How to register for ESIS?
To register for the Employees’ State Insurance Scheme, eligible employers should download Form 1 in PDF version. This form is the Employers Registration Form which is required to be filed by employers to register themselves and their workers under ESIS. The form can then be submitted online whereupon it would be checked and verified by the Employees’ State Insurance Corporation and if everything is proper, the scheme would be issued.
Documents required for registering with ESIS
To register under ESIS, the following documents would have to be submitted –
- Registration Certificate which has been received under the Factories Act, 1948 or Shops and Establishment Act
- The company’s Memorandum of Association and Articles of Association
- Certification of Registration if the establishment is a company.
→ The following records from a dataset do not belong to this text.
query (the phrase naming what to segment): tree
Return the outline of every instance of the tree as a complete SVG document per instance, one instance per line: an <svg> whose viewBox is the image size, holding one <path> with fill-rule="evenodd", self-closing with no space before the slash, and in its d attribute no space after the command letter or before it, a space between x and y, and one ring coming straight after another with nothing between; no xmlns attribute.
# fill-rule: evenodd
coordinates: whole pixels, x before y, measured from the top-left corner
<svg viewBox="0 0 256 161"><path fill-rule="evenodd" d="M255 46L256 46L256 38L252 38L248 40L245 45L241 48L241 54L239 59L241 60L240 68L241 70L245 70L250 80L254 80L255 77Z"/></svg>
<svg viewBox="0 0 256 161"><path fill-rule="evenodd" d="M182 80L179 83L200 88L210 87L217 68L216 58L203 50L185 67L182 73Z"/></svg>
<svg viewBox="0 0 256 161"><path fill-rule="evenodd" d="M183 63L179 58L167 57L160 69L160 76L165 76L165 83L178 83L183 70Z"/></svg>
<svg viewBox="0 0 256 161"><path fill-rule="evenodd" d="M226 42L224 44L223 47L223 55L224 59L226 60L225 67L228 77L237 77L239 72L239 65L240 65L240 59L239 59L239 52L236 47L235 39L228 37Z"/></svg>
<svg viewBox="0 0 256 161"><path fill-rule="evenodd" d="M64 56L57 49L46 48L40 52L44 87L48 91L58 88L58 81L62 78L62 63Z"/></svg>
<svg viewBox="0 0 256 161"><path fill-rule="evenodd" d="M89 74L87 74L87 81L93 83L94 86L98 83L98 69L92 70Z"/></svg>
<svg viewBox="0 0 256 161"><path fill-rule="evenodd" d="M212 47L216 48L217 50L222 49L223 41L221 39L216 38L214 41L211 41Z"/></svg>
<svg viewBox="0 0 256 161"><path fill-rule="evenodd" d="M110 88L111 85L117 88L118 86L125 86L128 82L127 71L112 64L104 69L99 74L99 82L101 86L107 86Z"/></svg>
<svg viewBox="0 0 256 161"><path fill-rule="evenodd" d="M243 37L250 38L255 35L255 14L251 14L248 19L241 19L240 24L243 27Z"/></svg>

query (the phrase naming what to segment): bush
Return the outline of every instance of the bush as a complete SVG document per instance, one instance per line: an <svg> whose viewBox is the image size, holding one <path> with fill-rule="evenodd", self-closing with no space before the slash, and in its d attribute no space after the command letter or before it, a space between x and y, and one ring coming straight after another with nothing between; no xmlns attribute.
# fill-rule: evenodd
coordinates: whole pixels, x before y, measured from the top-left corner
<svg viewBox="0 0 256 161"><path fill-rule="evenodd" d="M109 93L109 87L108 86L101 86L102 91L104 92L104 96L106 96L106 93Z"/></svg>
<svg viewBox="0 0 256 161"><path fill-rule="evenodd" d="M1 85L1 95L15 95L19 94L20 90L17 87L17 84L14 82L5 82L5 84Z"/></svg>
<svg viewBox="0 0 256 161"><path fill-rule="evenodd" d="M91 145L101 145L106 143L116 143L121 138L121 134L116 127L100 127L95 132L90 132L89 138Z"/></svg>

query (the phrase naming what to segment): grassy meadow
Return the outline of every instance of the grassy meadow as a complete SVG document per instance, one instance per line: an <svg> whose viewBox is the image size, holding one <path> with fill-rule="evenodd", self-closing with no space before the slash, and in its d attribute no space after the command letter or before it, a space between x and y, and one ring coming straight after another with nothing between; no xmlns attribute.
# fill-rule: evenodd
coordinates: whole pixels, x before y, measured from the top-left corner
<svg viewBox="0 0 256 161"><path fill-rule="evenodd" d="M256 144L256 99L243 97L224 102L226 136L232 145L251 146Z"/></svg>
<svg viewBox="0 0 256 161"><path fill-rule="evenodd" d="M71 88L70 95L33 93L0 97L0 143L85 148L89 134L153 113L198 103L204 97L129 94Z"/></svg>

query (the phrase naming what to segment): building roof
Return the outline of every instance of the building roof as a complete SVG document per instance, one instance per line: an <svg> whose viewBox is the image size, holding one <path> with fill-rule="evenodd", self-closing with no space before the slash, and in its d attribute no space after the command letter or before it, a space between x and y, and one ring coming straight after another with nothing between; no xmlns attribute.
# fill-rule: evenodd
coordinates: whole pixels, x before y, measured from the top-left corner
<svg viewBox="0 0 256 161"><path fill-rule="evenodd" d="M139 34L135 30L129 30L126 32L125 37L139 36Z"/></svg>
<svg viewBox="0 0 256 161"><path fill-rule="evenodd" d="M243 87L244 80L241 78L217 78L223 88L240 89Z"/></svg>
In case of partnership firms, a Partnership Deed is required
- A list of all the employees who are working in the organisation
- PAN cards of a company registering under ESIS as well as its employees
- The details of the annual incomes of the employees of the company
- Cancelled cheque of the company’s bank account
- List of names of the Directors of the company
- List of the names of the shareholders of the company
- A detailed attendance list of the employees of the company
The Employees’ State Insurance Scheme is a social security scheme which allows multi-faceted coverage benefits to eligible employees. So, if you are an eligible employer opt for the scheme for your employees. Alternatively, if you are an employee, check if you are eligible for the scheme and ask your employer for the same. The benefits are good and are available at very little contributions. So, enrol under the Employees’ State Insurance Scheme and avail the comprehensive coverage benefits offered.
Frequently Asked Questions:
- Is the ESIS scheme mandatory?
Yes, employers are mandated to enrol under the ESIS scheme if they are registered under the Factories Act, 1948 or the Shops and Establishment Act.
- How are employers and employees recognised under the scheme?
A 17-digit unique code called the Employees’ State Insurance Code is allotted to employers who register under ESIS. Similarly, every insured employee is allotted a unique code which helps in identification of the insured establishments and their members.
- How to make a claim under ESIS?
To make a claim, you would have to download Form 15 and fill it up stating the details correctly. The filled form should then be submitted to the Employees’ State Insurance Corporation for claim settlements. The Corporation would assess the claim and settle it.
- What would happen if I change jobs?
Even if you change jobs you can get coverage under ESIS if the new organisation has enrolled under the scheme and you are eligible for coverage after the job change.